In 1891 and 1901 we find these Chemists in the town (there are none in the previous censuses):

1891
Thomas C Henderson, 25, Chemist & Druggist, 78 Keith St, b. Alyth, Perth
Edward Tucker, 47, Manufacturing Chemist, 23 Keith St, b. Ireland
John C Smith, 24, Student of Practical Chemistry, 44 Francis St, b. Stornoway
Robert Mcaulay, 16, Chemist’s Assistant, 8 James St, b. Stornoway
Alex D Morison, 15, Chemist’s Apprentice, 21 Cromwell St, b. Stornoway
Roderick Ross, 14, Chemist, Apprentice, 3 Newton St, b. Stornoway

1901
Roderick Smith, 28, Chemist & Druggist, 33 Newton St, b. Stornoway
Charles Hunter, 30, Chemist, 50 Kenneth St, b. Borham, Banffshire
William John Tolmie, 22, Chemist, No 5 Frances St, b. Inverness, Inverness-shire
Angus Macrae, 19, Chemist, 10 New St, b. Stornoway
Alexander D Macleod, 16, Message Boy (Chemist), 9 Plantation St, b. Stornoway

It is difficult to untangle precisely which type of Chemist some of these men (and boys!) were. The terms Pharmacist, Druggist and Chemist (although having precise definitions) have all been applied in different places and at different times to those retail  premises that provide a wide range of commodities from hand cream to prescription drugs. However, there are clues such as this recent photograph of Tolmie’s shop in Cromwell Street. We can see the word ‘Chemist’ on the left and what appears to be ‘Drugs’, or ‘Druggist’, on the right. This is an example of a ‘Chemist’ in the retail sense, rather than a ‘Manufacturing Chemist’ such as our Edward Tucker of 1891. Thus we cannot be sure whether the assistants and apprentices of 1891 were working in manufacture or in retail, or even both, but these 11 records are significant in recording an aspect of social change (Druggist becoming Chemist) as well as developments in science education (Practical Chemistry’s recognition as a subject in its own right) during the closing quarter of the 19thC.

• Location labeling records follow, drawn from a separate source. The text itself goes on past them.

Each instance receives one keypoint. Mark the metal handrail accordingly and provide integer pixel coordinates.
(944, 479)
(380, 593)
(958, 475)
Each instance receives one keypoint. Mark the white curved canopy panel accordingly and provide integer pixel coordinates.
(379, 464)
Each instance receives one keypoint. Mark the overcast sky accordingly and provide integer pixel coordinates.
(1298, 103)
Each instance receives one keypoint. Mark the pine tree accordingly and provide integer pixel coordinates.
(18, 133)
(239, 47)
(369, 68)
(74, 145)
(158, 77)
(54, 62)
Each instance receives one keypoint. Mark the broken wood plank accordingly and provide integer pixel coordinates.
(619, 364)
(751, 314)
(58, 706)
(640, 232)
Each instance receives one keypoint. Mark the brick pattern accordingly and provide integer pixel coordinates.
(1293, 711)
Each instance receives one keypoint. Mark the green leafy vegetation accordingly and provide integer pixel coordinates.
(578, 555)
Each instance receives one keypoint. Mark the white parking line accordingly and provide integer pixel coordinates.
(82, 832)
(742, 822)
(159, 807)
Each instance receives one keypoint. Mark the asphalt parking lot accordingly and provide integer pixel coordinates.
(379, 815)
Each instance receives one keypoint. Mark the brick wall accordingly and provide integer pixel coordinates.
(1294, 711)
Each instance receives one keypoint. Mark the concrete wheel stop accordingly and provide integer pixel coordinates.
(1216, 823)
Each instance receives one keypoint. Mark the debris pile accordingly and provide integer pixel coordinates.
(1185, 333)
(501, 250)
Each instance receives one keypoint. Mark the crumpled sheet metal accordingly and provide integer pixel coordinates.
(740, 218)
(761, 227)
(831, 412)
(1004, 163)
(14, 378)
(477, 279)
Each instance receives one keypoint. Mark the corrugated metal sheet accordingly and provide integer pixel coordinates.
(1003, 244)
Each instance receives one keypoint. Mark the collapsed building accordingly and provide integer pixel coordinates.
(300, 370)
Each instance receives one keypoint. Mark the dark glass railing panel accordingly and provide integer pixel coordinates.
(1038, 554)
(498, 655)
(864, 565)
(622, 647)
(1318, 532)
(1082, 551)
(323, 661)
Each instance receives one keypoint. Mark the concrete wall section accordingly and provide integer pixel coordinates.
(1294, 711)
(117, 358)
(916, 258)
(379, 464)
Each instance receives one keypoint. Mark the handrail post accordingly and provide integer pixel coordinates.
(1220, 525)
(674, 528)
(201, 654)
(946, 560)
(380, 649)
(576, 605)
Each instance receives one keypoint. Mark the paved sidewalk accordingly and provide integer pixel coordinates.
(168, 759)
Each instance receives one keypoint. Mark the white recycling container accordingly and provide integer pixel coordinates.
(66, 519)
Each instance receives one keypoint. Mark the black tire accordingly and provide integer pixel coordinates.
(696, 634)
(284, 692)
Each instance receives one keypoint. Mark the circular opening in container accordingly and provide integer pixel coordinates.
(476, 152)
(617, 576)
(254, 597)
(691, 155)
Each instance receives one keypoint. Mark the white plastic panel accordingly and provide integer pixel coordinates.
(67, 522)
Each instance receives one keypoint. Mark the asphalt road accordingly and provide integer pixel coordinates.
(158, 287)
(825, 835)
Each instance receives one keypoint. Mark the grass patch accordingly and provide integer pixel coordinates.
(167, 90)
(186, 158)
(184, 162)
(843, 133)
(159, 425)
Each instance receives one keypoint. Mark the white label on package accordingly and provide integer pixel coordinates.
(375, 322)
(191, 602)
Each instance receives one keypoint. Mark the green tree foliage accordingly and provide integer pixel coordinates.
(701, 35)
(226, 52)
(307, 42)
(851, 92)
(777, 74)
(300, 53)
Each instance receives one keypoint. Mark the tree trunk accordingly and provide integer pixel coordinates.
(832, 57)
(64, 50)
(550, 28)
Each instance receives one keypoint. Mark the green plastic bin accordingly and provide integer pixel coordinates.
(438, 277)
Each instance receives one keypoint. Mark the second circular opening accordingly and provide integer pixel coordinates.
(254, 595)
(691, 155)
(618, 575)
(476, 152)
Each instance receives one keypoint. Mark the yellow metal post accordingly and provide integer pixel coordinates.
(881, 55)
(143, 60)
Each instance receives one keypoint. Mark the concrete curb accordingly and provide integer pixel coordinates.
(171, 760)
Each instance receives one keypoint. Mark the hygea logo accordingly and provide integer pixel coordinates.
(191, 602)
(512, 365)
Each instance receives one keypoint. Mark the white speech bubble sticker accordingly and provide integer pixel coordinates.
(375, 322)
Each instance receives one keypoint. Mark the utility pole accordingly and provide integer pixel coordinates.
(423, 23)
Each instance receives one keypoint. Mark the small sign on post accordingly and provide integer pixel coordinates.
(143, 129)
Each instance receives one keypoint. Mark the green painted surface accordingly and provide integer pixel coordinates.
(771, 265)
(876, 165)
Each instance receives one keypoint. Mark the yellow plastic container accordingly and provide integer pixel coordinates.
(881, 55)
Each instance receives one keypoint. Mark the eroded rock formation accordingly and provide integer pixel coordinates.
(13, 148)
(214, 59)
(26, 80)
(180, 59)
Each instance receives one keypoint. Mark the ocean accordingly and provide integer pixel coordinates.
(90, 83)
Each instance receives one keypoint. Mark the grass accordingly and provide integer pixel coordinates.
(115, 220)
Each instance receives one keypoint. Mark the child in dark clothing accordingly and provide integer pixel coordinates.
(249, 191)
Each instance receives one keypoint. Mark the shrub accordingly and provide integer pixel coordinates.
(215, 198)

Ref: Science Educationin 19thC Scotland –  http://gdl.cdlr.strath.ac.uk/haynin/haynin0506.htm

Stornoway’s Druggists

The term ‘Pharmacist’ is not found in the 1841-1901 censuses but the alternative ‘Druggist’ is:

1851
Alexander Macpherson, 33, Grocer & Druggist, Bayhead St, b. Gairloch, Ross
Neil Clapperton, 18, Druggist Assistant, Bayhead St, b. Oban, Argleshire

1861
Alexander Mcpherson, 43, Druggist, 7 Francis St, b. Gairloch

1871
Alexander Mcpherson, 53, Druggist & Bookseller, 33, Kenneth St, b. Gairloch
Donald Mcaulay, 18, Shopman (Druggist & Bookseller), Apprentice, b. Uig, Ross-shire
Alexander Mckenzie, 14, Shopman (Druggist & Bookseller), Apprentice, b, Ardnamurchan, Argyleshire

1881
Alexander McPherson, 63, Druggist & Book Seller, 48, Point St, b. Gairloch
Donald Murray, 18, Druggist Salesman, Inaclete No 20, b. Stornoway

1891
Thomas C Henderson, 25, Chemist & Druggist, 78, Keith St, b. Alyth, Perth

1901
Roderick Smith, 28, Chemist & Druggist, 33 Newton St, b. Stornoway

We can see that Alexander Macpherson was the town’s ‘Druggist’ for at least the 30-year period of 1851-1881, from the making of the first synthetic dye, ‘Perkin’s Mauve’, to Mendeleev’s brilliant innovation of the Periodic Table and beyond. The field of medicine was making giant strides in understanding and combating disease and the ‘Druggist’ played a significant role in improving public health, preparing many of the lotions and potions in his shop using a huge variety of ingredients ranging from herbs collected from the wild to refined chemicals. It must have been an exciting (perhaps one might even say ‘intoxicating’?) time to be performing this role. The pace of change would have been even greater during the time of his two successors.

Note: The end of the 19thC also sees the first Chemists in Stornoway since the days of the Lewis Chemical Works (1852-1874) and I shall endeavour to examine them in my next piece.